Part 3 was supported by children’s charities, women’s groups, campaigners and parliamentarians on all sides.
However, it was never brought into force and Westminster now intends to repeal it.
UK ministers claim that new online safety measures supersede Part 3.
‘Dangerous loophole’ in legislation
Social policy charity Care said that these new measures risked leaving a “dangerous loophole” in legislation as they will not apply to all commercial pornography sites, instead focusing on those hosting ‘user generated content’.
Michael Veitch, Scottish parliamentary officer for Care, said: “We are highly concerned about the potential impact, here in Scotland, of the failure to implement Part 3 of the Digital Economy Act.
“For each day these safeguards fail to be implemented, children in Scotland continue to stumble across commercial porn sites which are full of graphic and disturbing content.
“We are delighted that a number of MSPs, from different parties, have backed this motion and we urge the UK government to change course.”
Aberdeen woman Annabel Turner, who founded CyberSafe Scotland in 2018, said scrapping Part 3 left a “huge hole” in the law.
The former barrister is also the co-chair of the Online Safety, Child Sexual Exploitation and Child Trafficking Sub Committee of the Aberdeen Child Protection Committee.
“Most children and young people – around 60% – are seeing porn and adult material online through social media sites, which wifi filters and on-device controls are ineffective to stop,” she said.
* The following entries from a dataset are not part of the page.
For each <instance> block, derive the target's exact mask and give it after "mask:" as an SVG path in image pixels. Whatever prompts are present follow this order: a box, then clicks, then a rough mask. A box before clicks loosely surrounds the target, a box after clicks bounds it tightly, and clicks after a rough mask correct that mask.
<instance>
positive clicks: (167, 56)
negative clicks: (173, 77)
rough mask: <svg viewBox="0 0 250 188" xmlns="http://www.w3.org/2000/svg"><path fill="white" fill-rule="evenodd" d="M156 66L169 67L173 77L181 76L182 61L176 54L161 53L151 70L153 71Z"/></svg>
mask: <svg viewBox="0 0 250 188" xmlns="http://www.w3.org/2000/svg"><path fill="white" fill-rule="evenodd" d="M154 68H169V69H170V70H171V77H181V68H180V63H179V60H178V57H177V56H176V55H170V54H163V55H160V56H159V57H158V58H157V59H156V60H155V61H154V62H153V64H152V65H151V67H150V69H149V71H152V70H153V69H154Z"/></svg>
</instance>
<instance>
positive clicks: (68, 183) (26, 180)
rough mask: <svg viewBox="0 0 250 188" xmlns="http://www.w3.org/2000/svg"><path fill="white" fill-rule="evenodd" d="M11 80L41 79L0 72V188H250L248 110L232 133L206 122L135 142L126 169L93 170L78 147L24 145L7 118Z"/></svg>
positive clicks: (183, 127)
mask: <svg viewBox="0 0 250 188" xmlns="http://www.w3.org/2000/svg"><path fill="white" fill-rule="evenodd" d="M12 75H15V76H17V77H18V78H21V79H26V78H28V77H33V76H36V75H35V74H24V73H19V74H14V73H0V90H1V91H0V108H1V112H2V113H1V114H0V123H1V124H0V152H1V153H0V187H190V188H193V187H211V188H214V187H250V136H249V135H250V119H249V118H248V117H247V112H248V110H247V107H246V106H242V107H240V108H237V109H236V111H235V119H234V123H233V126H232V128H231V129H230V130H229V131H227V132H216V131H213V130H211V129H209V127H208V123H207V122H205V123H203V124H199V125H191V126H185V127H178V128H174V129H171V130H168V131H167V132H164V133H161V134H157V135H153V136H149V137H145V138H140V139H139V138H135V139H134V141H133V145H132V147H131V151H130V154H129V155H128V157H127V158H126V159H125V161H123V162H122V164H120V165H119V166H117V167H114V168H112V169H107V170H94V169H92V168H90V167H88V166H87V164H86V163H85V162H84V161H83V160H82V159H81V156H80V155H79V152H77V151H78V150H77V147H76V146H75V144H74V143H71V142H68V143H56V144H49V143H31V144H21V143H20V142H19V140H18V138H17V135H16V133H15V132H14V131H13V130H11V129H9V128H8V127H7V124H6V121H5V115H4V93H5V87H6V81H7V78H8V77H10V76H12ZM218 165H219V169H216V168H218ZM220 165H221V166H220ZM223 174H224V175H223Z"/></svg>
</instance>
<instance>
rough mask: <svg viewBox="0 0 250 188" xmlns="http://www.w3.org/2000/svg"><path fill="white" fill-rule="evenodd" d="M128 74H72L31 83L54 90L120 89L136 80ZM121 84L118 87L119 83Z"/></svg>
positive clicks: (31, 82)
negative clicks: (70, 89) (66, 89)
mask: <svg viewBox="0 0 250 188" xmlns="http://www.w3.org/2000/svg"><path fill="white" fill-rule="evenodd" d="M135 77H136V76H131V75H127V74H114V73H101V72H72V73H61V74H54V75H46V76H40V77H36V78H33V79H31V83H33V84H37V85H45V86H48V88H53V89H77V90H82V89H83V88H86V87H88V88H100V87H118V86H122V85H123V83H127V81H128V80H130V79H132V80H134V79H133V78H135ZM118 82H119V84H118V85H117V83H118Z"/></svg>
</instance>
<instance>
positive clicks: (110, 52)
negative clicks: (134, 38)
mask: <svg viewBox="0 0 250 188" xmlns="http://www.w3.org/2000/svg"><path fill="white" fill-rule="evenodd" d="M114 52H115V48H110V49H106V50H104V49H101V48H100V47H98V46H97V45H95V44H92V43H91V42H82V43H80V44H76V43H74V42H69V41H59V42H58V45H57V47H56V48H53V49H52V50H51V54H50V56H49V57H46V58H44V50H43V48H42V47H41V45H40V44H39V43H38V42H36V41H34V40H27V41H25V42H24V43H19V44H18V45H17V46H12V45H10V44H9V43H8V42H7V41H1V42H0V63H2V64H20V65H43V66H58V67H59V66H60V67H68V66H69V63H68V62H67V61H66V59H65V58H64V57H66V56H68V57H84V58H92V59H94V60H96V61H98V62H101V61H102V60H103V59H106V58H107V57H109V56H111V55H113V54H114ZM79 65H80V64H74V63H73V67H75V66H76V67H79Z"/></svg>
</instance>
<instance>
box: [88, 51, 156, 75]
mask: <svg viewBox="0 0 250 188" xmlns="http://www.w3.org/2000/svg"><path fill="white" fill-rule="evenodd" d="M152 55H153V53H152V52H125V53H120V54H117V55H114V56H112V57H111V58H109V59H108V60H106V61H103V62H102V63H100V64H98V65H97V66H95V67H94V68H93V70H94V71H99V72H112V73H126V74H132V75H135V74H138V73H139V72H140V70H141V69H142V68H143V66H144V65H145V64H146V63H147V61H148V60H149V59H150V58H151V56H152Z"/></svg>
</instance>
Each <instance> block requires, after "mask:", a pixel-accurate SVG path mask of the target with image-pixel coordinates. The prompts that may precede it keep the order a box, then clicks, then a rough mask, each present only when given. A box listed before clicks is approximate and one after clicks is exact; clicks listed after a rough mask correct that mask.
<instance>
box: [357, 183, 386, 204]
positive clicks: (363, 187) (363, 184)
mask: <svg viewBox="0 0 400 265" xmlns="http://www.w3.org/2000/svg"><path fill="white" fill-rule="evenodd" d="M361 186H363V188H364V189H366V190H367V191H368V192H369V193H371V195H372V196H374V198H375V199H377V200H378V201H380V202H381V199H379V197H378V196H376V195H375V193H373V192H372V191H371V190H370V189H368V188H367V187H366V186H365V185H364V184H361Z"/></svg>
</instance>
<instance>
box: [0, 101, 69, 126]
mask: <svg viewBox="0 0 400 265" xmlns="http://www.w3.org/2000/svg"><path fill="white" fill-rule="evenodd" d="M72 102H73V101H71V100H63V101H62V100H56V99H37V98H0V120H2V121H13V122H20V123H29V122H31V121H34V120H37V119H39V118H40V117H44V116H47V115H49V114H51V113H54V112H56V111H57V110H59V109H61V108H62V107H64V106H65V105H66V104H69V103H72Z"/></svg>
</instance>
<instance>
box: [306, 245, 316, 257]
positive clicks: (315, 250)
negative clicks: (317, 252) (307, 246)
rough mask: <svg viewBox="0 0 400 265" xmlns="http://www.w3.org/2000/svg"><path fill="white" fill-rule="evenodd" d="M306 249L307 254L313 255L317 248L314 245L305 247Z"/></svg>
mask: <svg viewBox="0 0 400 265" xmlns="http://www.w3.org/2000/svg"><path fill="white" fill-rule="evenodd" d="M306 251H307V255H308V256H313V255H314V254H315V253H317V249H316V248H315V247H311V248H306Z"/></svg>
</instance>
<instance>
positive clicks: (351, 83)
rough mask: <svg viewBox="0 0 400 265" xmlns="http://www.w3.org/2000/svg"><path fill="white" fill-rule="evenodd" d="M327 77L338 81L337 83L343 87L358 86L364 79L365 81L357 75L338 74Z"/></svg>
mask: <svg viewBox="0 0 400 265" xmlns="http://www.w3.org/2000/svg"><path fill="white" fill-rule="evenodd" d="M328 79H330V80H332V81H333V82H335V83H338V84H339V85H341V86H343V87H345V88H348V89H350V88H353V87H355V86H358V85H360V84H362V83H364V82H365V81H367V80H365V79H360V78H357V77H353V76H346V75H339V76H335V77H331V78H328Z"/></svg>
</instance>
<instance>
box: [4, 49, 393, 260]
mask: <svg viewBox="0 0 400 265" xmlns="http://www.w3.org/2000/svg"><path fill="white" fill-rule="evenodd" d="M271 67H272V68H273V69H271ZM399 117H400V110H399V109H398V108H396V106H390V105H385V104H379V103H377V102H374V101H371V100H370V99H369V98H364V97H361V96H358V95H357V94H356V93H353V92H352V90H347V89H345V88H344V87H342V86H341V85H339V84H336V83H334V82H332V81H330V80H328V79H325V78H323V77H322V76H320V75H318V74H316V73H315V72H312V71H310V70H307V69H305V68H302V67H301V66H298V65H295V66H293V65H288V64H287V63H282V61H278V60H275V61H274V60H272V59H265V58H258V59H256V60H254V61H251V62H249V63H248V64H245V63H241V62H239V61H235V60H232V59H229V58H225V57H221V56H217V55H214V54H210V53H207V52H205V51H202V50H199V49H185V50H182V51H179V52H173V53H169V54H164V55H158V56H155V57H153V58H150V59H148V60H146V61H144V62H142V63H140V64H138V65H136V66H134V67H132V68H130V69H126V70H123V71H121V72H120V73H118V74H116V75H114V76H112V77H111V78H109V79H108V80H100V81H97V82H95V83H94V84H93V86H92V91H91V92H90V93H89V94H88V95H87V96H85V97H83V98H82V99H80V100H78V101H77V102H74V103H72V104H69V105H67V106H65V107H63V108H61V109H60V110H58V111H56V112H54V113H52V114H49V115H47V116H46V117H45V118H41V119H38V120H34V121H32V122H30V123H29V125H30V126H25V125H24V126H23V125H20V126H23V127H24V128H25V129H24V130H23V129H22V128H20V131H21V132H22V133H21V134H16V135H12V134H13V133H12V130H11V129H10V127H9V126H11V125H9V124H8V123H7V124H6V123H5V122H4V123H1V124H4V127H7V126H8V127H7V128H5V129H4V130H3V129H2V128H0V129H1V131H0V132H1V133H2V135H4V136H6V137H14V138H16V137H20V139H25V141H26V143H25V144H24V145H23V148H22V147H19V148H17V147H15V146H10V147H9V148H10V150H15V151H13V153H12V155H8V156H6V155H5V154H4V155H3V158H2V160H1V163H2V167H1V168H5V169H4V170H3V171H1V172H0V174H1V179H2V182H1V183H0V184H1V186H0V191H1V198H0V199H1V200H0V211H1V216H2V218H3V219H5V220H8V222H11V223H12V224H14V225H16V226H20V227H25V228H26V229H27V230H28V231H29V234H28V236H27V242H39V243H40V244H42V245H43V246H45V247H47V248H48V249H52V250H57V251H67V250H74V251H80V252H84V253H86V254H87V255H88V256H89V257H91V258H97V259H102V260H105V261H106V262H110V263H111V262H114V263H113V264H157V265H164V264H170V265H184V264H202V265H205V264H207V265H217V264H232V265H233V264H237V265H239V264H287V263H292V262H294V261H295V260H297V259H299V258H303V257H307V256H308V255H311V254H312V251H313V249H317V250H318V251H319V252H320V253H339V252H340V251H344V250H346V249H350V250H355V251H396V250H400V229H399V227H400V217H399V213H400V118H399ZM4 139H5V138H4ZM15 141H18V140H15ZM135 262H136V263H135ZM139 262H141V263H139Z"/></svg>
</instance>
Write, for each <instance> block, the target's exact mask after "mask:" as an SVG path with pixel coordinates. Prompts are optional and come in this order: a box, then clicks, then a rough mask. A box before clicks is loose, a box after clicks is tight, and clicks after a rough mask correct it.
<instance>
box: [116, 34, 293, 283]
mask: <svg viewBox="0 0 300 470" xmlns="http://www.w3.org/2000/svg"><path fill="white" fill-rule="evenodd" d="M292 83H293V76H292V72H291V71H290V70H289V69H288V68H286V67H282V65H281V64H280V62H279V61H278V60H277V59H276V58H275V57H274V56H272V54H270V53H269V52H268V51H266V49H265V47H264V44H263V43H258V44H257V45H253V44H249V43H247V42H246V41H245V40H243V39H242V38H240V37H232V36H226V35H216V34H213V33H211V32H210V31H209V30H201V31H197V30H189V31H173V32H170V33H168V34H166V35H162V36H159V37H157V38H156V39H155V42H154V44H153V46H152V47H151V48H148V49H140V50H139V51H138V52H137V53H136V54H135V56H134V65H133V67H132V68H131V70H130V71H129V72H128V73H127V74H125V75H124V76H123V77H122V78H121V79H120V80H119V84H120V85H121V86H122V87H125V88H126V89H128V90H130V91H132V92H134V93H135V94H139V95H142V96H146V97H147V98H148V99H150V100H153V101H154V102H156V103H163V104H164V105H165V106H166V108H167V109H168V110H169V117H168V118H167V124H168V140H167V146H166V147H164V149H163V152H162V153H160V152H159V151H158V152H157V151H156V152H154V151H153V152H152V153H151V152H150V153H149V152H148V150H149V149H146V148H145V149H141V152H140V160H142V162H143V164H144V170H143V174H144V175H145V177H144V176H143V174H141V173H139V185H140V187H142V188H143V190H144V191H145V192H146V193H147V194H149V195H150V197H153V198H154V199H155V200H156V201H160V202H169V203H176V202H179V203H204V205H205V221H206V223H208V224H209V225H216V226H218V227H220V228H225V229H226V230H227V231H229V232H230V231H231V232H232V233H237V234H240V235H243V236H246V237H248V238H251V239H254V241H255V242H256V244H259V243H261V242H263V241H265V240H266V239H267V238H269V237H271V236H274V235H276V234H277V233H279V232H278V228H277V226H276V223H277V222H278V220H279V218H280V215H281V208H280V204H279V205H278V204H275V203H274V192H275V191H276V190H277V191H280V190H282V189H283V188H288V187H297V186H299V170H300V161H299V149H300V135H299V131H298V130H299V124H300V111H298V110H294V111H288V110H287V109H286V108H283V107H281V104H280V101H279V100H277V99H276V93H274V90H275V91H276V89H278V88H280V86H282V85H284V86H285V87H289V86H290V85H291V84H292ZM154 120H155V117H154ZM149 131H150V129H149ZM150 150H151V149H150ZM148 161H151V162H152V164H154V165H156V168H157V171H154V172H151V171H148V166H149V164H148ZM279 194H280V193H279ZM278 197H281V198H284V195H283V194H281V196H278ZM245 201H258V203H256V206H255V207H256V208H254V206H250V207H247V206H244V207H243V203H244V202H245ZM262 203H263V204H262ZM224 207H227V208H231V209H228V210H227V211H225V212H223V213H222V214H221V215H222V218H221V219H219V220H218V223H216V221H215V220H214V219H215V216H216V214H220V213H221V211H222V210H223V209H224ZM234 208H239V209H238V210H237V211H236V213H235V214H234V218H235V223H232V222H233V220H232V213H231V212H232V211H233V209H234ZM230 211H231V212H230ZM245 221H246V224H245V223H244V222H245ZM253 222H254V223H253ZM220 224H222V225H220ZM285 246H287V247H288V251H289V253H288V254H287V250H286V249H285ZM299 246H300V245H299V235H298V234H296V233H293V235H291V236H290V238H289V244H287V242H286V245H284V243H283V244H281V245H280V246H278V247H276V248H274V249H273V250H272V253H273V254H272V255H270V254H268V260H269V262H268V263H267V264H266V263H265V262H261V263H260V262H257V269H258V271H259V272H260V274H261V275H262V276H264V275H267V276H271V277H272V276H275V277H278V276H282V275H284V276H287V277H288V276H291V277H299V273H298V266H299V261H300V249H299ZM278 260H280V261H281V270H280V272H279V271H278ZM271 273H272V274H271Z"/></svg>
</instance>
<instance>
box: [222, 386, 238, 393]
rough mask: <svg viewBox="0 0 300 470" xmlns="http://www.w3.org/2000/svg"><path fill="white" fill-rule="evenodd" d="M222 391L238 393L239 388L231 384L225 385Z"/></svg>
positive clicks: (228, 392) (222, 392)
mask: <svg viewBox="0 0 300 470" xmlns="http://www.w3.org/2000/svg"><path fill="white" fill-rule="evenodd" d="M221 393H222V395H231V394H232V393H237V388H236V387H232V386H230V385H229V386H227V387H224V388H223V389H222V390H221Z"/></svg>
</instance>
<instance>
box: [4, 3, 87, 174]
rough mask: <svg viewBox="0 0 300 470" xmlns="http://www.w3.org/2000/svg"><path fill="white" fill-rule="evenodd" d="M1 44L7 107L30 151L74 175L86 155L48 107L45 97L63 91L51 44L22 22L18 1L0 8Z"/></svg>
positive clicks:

“Early access to adult material is profoundly damaging for children.
“This has to be regulated expressly – the delay to legislate is unacceptable and we are seeing the harm to children and young people in real time.”
The UK government’s Online Safety Bill, published last month at Westminster, had led to hope that the internet will become a safer place for young people.
The Bill is being scrutinised by a joint committee of MPs, with a final version due to be formally introduced to parliament for debate later this year.
Under the terms of the Bill, social media companies will be prevented from allowing under-13s onto their platforms, through AI-driven age verification measures.
‘Protections will be strongest in the world’
The UK government said it believes the Online Safety Bill will enable it to go further than the Digital Economy Act’s focus on commercial pornography sites.
A spokesman for the Department for Digital, Culture, Media and Sport said: “We will be able to protect children from a broader range of harmful content and activity, across a wider range of sites.
“Our Online Safety Bill will deliver the strongest protections in the world for children online – shielding them from harm on the most visited pornography sites and pornography posted on social media.
“Websites and apps which do not put measures in place to stop children accessing pornography and other harmful content could face huge fines or having their sites blocked.”
Meanwhile, new figures show a total of 1,966 online child sex abuse crimes were logged by Police Scotland during 2020/21, a rise of 6% on the previous year and nearly 25% up on the five-year average.
Child welfare charities including NSPCC Scotland said the figures were evidence of the growing risk to children.
Ms Turner added: “The most recent figures from the Internet Watch Foundation are that a staggering 500,000 adults in the UK now have an interest in sexual material involving children online.
“It is very hard for anyone who doesn’t have an interest in that material to fully comprehend the scale of that abuse.
“So much of it is currently going unreported because children are worried about reporting it, because the methods of manipulation used make children feel ashamed and stupid, or involve the child being paid.”